I use Elmer's white glue and wood powder from my orbital sander or better yet, mix this wood powder with the finish I plan to use. Lacquer mostly. That way after it dries and I sand it and put the finish on it there is zero chance that any white glue I missed in my sanding showing up under the finish.


----------



## oakview (Dec 12, 2011)

+1 for glue and sawdust . Yellow glue for lighter woods, brown glue for darker woods. I save clean, various wood species sawdust in different cottage cheese containers so I don't have to go scrounging.

I'll have to try the idea of mixing the sawdust with the finish - never thought of that. Great idea Jim!


----------



## Smitty_Cabinetshop (Mar 26, 2011)

Great topic, learning so much in these responses.

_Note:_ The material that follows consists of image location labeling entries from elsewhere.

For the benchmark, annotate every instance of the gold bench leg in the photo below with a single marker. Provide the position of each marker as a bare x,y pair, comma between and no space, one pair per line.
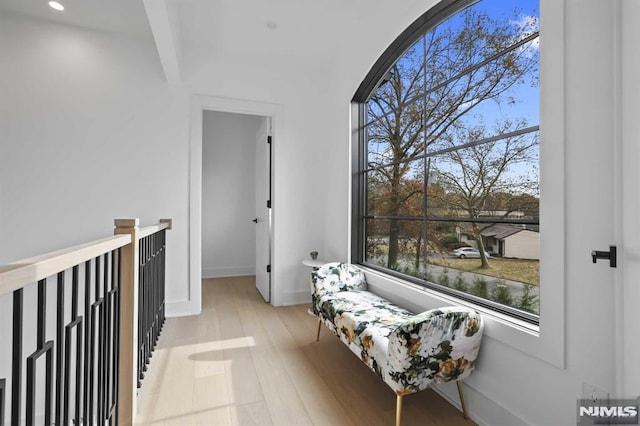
461,394
398,409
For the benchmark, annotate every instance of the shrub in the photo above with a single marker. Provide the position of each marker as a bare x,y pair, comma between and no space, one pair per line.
460,283
443,279
500,293
528,302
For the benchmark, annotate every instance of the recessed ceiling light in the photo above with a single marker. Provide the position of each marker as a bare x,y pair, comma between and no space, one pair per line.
56,5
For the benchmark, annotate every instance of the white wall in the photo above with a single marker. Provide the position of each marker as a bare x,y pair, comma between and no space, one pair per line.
228,194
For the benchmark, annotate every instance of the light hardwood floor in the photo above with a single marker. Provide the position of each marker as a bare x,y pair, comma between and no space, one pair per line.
244,362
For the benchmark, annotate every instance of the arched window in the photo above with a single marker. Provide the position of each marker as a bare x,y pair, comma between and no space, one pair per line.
446,193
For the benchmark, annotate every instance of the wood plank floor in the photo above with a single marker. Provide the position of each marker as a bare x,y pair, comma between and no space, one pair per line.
244,362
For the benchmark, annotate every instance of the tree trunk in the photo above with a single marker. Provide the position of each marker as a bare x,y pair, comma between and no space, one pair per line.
394,231
478,236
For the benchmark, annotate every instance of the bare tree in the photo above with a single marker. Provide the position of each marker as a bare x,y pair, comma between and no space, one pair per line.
430,91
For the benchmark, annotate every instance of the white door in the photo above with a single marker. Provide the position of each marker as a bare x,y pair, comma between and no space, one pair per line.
263,210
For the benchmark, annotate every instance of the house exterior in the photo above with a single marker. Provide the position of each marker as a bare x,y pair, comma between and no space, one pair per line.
96,123
514,241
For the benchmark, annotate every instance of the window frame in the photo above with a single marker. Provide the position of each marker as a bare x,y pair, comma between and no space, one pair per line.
434,16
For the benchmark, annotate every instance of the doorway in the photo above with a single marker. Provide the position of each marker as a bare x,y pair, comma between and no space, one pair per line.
235,193
269,117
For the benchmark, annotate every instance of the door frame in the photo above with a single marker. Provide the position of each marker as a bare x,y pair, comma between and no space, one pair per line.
200,104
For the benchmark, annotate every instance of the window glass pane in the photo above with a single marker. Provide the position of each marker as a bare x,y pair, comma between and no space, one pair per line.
452,174
396,190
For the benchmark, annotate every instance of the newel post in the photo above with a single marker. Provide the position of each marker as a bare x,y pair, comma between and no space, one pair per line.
128,379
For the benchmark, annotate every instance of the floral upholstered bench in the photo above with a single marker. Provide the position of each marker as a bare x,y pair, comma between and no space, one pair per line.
408,352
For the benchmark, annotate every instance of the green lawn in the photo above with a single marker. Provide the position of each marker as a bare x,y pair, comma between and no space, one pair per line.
524,271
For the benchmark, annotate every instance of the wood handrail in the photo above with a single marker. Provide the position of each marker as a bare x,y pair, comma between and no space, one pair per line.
28,271
152,229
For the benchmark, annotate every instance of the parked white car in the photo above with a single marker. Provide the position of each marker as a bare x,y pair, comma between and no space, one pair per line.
468,252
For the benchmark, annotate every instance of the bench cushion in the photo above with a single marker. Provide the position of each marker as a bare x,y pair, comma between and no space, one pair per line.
363,321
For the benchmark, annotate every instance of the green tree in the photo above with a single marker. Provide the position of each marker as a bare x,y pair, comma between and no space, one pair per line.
500,293
528,301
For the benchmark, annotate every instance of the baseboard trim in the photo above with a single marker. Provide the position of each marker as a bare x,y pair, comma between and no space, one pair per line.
181,308
225,272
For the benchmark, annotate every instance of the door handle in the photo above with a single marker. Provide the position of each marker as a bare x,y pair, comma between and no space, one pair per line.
611,255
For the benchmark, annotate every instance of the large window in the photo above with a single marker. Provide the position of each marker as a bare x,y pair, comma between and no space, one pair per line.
446,193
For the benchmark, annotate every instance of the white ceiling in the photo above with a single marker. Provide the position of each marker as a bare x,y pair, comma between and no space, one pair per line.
126,17
312,33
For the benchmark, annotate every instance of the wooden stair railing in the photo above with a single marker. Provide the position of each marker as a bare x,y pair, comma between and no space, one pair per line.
79,364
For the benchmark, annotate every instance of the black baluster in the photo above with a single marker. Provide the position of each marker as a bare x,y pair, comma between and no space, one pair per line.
76,323
59,347
16,358
43,348
87,342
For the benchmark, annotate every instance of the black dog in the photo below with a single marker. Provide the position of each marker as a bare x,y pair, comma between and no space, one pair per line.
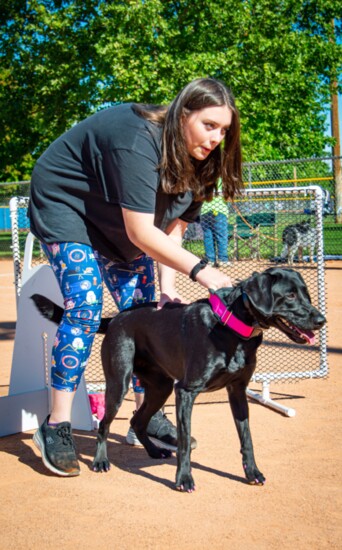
205,346
295,238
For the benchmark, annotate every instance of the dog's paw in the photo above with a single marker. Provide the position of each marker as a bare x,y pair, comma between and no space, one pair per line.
253,475
100,466
185,483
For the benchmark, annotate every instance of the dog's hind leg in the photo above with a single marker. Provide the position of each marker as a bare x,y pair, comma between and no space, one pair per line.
114,398
117,362
239,406
157,388
184,403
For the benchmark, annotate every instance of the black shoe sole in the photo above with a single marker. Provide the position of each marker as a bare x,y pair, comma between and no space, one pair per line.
39,443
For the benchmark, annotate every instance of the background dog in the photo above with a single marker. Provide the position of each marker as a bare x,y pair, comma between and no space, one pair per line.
295,238
199,346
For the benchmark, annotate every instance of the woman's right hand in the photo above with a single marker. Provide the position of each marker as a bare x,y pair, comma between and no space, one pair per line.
213,278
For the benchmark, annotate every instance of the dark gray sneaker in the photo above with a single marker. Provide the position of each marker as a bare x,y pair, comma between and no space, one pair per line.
58,448
163,433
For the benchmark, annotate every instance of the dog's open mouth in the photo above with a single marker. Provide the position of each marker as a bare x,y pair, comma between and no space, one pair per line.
296,334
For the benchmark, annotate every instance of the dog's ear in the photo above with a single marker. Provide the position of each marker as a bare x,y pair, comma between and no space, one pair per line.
259,291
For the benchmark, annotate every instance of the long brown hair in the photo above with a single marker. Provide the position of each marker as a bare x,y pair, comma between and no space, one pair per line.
178,171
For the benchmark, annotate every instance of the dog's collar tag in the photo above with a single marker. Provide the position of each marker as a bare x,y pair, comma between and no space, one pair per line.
228,319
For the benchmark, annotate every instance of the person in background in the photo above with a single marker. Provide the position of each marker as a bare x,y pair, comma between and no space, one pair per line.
214,223
107,198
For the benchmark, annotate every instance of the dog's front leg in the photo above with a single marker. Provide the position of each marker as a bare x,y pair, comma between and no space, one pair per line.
239,406
184,403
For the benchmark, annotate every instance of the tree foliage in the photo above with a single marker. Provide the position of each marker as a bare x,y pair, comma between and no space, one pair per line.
61,60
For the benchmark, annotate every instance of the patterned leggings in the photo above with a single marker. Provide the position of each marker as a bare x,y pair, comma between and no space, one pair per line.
80,271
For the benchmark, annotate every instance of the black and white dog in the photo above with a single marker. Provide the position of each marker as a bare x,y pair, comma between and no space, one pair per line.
295,238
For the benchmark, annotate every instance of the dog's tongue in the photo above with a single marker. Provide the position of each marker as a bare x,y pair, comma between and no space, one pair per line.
307,335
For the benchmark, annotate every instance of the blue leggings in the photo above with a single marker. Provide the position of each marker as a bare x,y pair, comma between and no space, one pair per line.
80,271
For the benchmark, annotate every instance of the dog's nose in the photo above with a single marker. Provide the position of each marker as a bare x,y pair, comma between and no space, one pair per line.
319,320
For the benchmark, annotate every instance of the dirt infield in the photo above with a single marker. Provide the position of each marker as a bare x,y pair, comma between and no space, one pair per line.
134,506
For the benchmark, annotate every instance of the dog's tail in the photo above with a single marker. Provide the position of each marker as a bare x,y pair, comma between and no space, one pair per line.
54,313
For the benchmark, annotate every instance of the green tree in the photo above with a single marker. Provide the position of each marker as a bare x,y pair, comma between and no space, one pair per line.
62,60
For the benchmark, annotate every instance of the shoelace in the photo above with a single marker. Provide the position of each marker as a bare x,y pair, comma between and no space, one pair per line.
66,436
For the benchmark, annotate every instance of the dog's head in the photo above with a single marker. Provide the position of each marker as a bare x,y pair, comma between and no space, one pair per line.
280,298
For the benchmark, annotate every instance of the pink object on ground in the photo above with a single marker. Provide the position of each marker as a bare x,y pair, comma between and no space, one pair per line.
97,404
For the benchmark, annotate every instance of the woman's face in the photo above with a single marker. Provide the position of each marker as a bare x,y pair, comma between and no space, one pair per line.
205,129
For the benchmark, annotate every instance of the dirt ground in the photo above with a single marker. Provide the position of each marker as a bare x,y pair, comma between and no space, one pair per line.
134,506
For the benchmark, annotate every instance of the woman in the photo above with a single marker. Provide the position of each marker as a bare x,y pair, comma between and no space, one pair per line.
108,197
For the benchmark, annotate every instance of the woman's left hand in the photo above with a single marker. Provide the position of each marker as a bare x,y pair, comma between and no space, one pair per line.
171,296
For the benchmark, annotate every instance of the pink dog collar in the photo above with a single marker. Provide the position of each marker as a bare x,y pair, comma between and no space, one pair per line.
228,319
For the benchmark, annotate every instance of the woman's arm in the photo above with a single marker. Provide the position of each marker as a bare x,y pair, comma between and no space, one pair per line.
166,250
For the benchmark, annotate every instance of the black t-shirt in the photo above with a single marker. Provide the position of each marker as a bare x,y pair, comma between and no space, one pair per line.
106,162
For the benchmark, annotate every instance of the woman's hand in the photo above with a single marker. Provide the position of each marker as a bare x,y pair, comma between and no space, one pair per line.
171,296
211,277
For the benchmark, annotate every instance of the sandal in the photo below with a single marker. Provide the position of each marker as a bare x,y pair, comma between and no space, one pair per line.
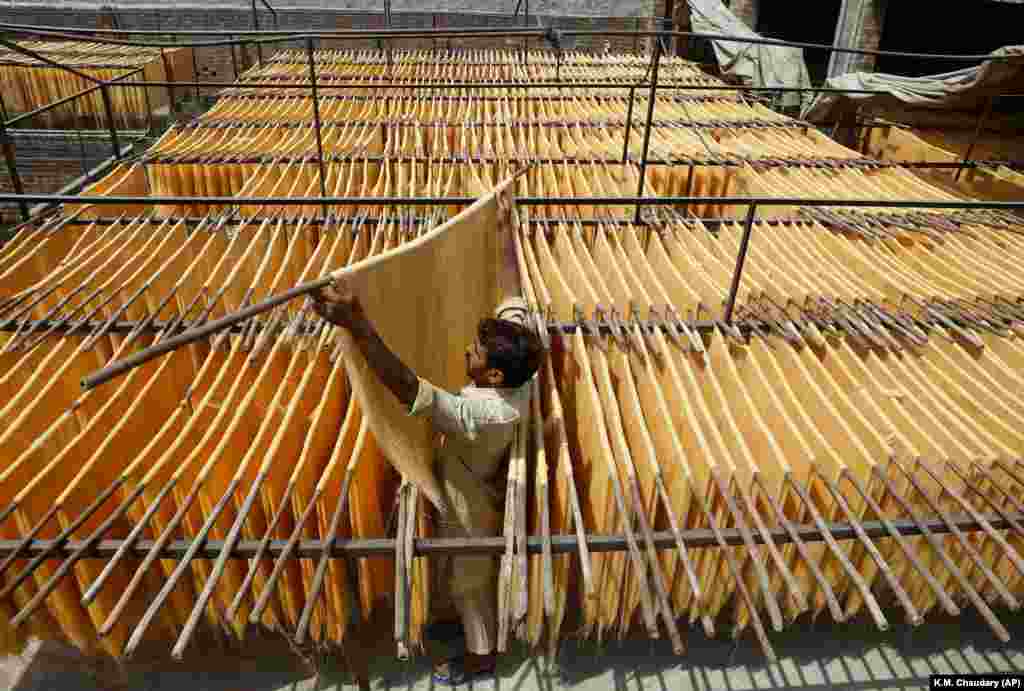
454,673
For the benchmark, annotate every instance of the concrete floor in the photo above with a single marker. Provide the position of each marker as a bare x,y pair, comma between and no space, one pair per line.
811,658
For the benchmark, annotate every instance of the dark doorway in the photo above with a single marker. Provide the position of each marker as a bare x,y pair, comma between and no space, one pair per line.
929,27
806,22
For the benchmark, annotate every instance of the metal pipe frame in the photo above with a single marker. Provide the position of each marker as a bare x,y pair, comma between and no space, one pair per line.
710,223
276,36
7,198
655,61
829,164
693,537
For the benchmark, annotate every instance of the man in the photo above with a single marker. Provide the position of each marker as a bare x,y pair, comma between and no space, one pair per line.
478,426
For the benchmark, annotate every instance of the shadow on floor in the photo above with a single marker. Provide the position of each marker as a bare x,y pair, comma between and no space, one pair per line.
812,657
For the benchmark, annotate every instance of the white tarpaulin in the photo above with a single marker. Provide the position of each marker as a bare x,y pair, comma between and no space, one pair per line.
967,89
755,63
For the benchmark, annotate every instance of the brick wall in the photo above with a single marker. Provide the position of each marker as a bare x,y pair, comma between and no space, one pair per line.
47,161
870,35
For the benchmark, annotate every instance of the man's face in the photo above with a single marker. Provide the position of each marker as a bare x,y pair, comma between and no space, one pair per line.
476,360
476,366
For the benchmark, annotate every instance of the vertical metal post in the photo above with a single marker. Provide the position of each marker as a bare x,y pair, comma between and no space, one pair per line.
655,61
148,109
982,119
112,126
629,125
259,46
235,59
196,71
316,120
525,24
169,76
740,259
669,24
9,158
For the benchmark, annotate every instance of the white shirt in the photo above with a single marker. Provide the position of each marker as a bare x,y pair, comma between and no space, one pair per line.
478,425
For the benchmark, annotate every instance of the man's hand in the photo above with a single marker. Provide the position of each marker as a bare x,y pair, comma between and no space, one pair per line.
340,307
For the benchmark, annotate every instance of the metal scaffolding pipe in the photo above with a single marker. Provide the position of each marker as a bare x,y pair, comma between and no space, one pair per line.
694,537
7,198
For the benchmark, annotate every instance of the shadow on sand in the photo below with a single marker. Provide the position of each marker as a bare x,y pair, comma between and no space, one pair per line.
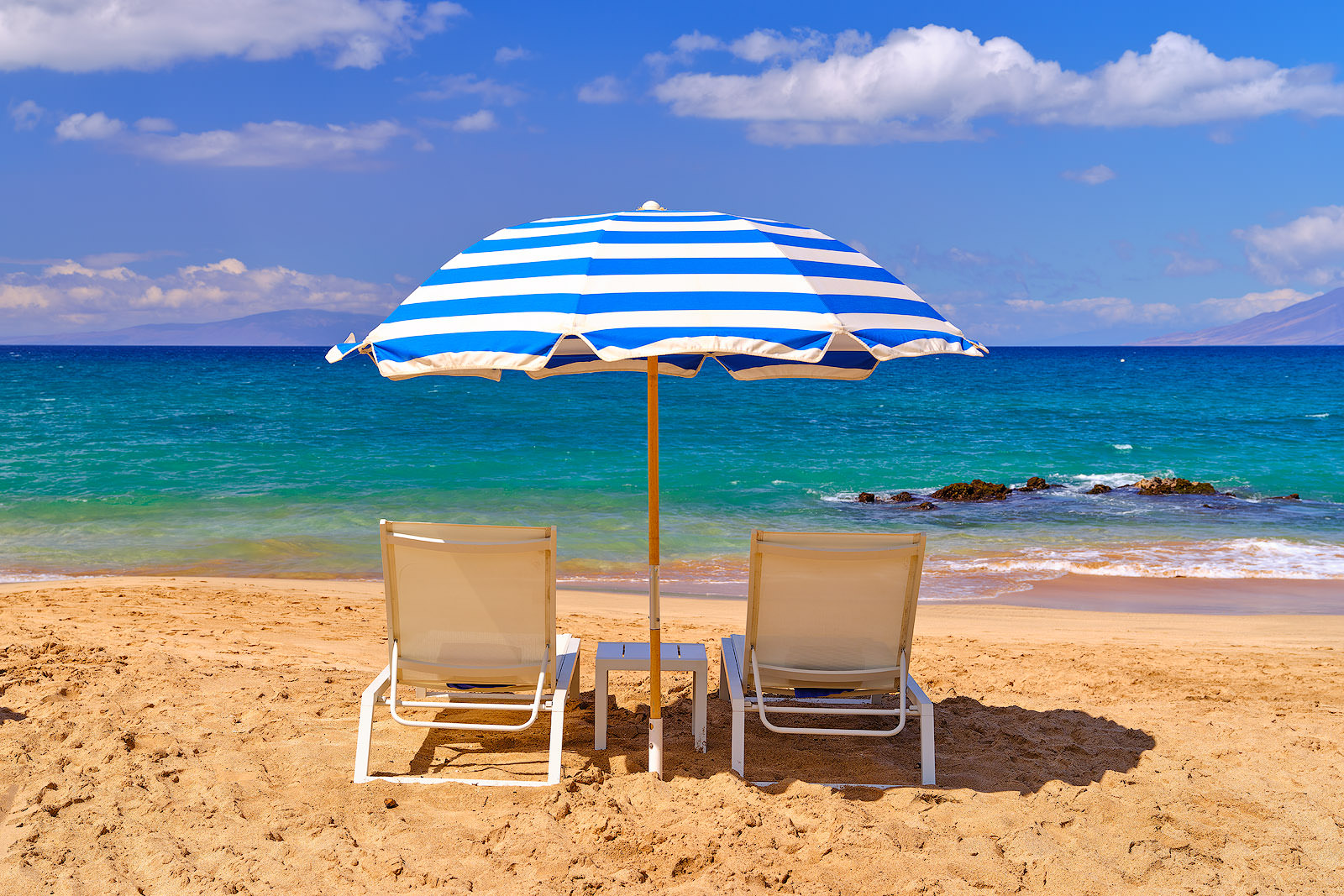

Thanks, LJs!


----------



## JohnnyM (Jan 6, 2012)

Glue mixed with the sanding dust of the piece I'm working on. If it is going to be stained, I add stain to the dust to bring it up to color before mixing it with the glue.

It never dries out since I make it on the fly. It always matches the wood color. I never find myself with out filler if I need it.


----------



## gfadvm (Jan 13, 2011)

Every time I have tried the glue/sawdust to fill cracks, knots, etc, it turns out MUCH darker than the surrounding wood. I use TB III for the glue. What am I doing wrong?


----------



## oakview (Dec 12, 2011)

Certainly everyone does it slightly differently, but this works for me.

Only if it's a really dark wood, like walnut, will I use TB III, otherwise I use TB II, or a white glue if it's really light wood. I'll use fine router shavings if I have 'em since they present the wood color more easily. Mix just enough glue to bring the mixture together, like a real thick wood filler, then pack it into the repair and immediately rub the surface with more shavings or sawdust. Let it dry a while and sand flush. Seems to work well every time for me.


----------